There are many reasons to keep a family home. We may have set up a home office and plan to continue to work from home, we may be raising children and want to keep that consistency for them after a divorce is finalized or we may simply love the property. Whatever the reason for this attachment, those going through a divorce may wonder whether or not they can keep the family home. In many cases, this is a possibility. Before making this decision, it is important to consider the following.
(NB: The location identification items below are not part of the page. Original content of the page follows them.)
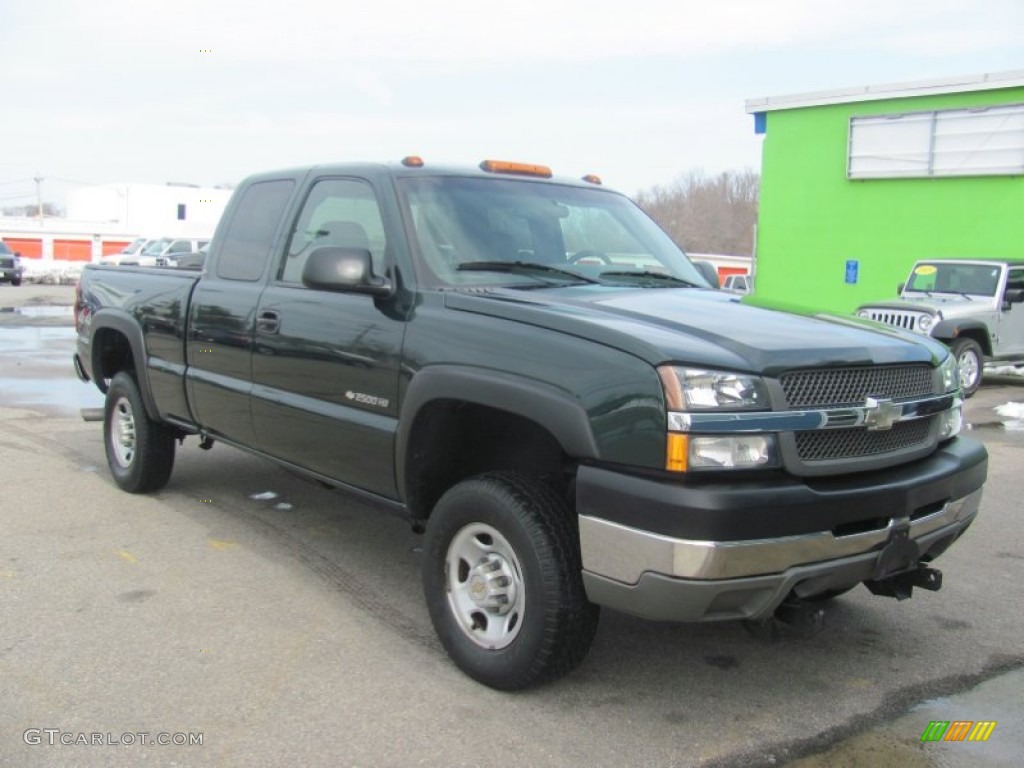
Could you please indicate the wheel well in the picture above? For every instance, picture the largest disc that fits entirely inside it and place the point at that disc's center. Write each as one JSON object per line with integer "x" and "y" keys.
{"x": 977, "y": 334}
{"x": 453, "y": 440}
{"x": 111, "y": 354}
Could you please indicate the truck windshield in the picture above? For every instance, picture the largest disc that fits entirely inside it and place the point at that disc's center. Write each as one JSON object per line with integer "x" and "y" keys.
{"x": 939, "y": 276}
{"x": 551, "y": 232}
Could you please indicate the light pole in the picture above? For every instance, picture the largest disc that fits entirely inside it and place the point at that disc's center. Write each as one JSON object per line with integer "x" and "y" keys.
{"x": 39, "y": 197}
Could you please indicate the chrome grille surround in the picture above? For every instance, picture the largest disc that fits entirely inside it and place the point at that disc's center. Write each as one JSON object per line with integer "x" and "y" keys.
{"x": 829, "y": 444}
{"x": 852, "y": 386}
{"x": 816, "y": 450}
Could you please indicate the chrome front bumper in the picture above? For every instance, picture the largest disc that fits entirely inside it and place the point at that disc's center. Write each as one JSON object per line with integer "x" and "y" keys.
{"x": 658, "y": 577}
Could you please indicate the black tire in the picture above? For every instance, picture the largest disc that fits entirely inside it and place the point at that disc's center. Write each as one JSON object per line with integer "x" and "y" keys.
{"x": 969, "y": 361}
{"x": 514, "y": 548}
{"x": 139, "y": 451}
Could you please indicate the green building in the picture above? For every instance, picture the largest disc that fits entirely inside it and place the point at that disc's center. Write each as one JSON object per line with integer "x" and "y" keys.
{"x": 858, "y": 183}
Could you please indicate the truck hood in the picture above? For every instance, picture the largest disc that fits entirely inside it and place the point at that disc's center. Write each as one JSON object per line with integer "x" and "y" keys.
{"x": 700, "y": 327}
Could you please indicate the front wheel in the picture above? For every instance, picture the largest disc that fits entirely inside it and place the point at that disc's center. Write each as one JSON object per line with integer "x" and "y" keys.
{"x": 969, "y": 361}
{"x": 139, "y": 451}
{"x": 502, "y": 580}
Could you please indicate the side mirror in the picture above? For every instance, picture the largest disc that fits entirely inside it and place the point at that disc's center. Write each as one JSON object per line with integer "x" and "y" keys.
{"x": 343, "y": 269}
{"x": 709, "y": 272}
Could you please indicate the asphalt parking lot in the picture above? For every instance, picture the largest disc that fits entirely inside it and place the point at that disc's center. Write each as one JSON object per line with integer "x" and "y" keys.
{"x": 282, "y": 624}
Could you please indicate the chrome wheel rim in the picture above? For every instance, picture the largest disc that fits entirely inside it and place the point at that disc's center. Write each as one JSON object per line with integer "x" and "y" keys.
{"x": 123, "y": 436}
{"x": 485, "y": 590}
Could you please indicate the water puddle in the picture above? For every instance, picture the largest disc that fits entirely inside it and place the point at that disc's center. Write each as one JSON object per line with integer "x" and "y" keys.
{"x": 36, "y": 370}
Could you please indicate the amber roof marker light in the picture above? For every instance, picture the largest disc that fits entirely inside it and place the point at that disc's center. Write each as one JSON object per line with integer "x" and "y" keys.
{"x": 522, "y": 169}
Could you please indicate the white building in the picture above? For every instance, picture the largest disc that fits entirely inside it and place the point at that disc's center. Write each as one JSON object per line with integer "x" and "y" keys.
{"x": 151, "y": 210}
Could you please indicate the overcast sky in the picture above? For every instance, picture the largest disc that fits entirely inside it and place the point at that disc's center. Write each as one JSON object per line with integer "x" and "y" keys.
{"x": 637, "y": 91}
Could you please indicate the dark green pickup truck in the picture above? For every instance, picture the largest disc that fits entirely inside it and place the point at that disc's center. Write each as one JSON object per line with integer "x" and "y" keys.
{"x": 539, "y": 379}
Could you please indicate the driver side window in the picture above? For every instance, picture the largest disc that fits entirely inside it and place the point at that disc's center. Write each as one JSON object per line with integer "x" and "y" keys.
{"x": 339, "y": 213}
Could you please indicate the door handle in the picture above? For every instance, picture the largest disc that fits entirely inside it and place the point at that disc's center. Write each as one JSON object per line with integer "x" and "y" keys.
{"x": 268, "y": 322}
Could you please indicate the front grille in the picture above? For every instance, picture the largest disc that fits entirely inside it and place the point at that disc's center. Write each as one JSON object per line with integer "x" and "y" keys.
{"x": 900, "y": 318}
{"x": 825, "y": 444}
{"x": 851, "y": 386}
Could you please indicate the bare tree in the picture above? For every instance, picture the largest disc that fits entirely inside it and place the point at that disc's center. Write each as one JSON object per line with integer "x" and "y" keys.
{"x": 707, "y": 214}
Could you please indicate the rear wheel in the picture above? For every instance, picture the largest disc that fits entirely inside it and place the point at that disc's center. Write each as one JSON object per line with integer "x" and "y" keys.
{"x": 969, "y": 361}
{"x": 501, "y": 576}
{"x": 139, "y": 451}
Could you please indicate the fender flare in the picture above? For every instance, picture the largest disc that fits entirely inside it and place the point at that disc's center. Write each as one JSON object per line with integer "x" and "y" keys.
{"x": 554, "y": 410}
{"x": 127, "y": 326}
{"x": 948, "y": 330}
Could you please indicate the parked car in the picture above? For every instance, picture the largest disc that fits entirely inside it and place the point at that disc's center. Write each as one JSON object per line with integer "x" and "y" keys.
{"x": 532, "y": 374}
{"x": 185, "y": 256}
{"x": 159, "y": 252}
{"x": 11, "y": 269}
{"x": 737, "y": 284}
{"x": 132, "y": 250}
{"x": 974, "y": 305}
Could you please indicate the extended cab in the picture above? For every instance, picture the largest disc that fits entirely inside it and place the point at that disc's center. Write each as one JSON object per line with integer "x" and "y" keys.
{"x": 974, "y": 305}
{"x": 541, "y": 381}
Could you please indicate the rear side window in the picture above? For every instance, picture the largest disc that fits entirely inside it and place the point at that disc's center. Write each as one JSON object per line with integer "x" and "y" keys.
{"x": 247, "y": 243}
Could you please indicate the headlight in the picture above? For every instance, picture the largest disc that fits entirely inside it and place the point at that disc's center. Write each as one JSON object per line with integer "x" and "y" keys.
{"x": 695, "y": 389}
{"x": 949, "y": 374}
{"x": 690, "y": 390}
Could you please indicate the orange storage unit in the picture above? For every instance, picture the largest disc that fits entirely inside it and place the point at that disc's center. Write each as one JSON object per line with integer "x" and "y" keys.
{"x": 30, "y": 248}
{"x": 73, "y": 250}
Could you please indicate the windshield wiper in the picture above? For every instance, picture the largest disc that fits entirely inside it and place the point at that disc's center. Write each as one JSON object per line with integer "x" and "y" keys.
{"x": 665, "y": 276}
{"x": 522, "y": 267}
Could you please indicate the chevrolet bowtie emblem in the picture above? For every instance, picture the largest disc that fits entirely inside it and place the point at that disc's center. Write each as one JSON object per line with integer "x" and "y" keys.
{"x": 881, "y": 414}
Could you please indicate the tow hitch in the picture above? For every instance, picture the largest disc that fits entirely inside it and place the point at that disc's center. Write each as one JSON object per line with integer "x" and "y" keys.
{"x": 794, "y": 617}
{"x": 901, "y": 586}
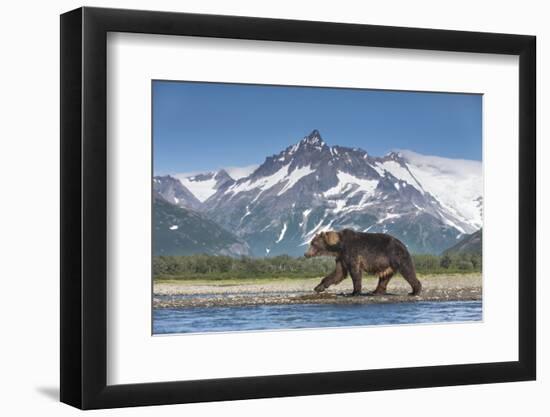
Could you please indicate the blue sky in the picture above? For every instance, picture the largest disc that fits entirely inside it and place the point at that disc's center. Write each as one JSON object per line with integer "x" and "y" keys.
{"x": 206, "y": 126}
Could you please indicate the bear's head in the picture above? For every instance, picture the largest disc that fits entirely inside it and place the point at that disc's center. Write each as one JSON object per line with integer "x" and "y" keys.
{"x": 324, "y": 244}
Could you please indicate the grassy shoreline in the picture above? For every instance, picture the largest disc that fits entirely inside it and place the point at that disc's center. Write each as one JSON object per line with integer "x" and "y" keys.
{"x": 177, "y": 293}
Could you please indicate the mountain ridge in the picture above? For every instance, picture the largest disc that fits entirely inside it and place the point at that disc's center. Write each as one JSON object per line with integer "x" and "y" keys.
{"x": 310, "y": 187}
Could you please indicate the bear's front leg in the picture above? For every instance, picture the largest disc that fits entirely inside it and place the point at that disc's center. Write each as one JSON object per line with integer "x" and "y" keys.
{"x": 333, "y": 278}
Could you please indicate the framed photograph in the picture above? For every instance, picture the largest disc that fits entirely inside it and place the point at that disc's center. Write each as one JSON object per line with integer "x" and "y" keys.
{"x": 257, "y": 208}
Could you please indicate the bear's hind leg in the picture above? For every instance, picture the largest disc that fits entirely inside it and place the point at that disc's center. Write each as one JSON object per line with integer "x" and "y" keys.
{"x": 357, "y": 277}
{"x": 408, "y": 272}
{"x": 382, "y": 285}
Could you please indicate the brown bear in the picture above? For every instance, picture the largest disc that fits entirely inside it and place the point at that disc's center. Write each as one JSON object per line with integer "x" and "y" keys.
{"x": 376, "y": 253}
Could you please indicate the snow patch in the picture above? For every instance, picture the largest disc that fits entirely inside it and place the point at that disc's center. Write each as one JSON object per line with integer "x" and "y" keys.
{"x": 456, "y": 183}
{"x": 347, "y": 181}
{"x": 283, "y": 231}
{"x": 202, "y": 190}
{"x": 294, "y": 177}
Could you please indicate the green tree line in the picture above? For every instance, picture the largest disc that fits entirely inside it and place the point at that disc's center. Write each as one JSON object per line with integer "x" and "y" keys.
{"x": 222, "y": 267}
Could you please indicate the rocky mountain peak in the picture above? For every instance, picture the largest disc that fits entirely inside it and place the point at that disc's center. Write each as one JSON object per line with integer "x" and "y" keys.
{"x": 313, "y": 140}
Is It Possible To Keep The Home?

In Arkansas, most property acquired during the marriage is subject to division during divorce. Arkansas uses the legal theory of equitable division in divorce. This means that although the split will not be a clear 50/50 to each spouse after the divorce, the courts will split all marital property in a manner it deems fair. Courts take a number of factors into consideration when making this split, including the length of the marriage, occupations of each spouse, health, and financial wellbeing of each party as well as any potential tax implications of a finalized agreement.

With this in mind, it is possible to keep the family home. However, you may need to make some sacrifices. In order to keep the home, you may need to buy out your spouse’s share of the home with existing funds. You could also allow your spouse to keep another valuable asset in exchange for the home like business interests, a vacation property, retirement account or a portion of your investment portfolio. Before agreeing to this, it is also important to consider additional expenses that come with owning the home. Does it require a lot of maintenance? Will it need a new roof or kitchen update in the near future? Take all these potential expenses into account before pushing to take on full ownership of the home to reduce the risk of financial concerns in the future.

Fortunately, as noted in a recent piece by Kiplinger, keeping a family home is more affordable now than it was in the past. This is partly due to the fact that we are currently in a seller’s market, making it much more expensive to buy a replacement property if you choose not to keep the home, and also because this has led to low-interest financing for those who may need to refinance to cover an existing mortgage.

How Do I Go About Making Sure I Actually Get The Home In The Divorce?

It is important to make sure the divorce settlement agreement clearly states that you will receive the family home. It is best to avoid boiler-plate documents and get a settlement agreement drafted to your specific situation. This will better ensure a smooth transition into post-divorce life and reduce the risk of surprises in the future.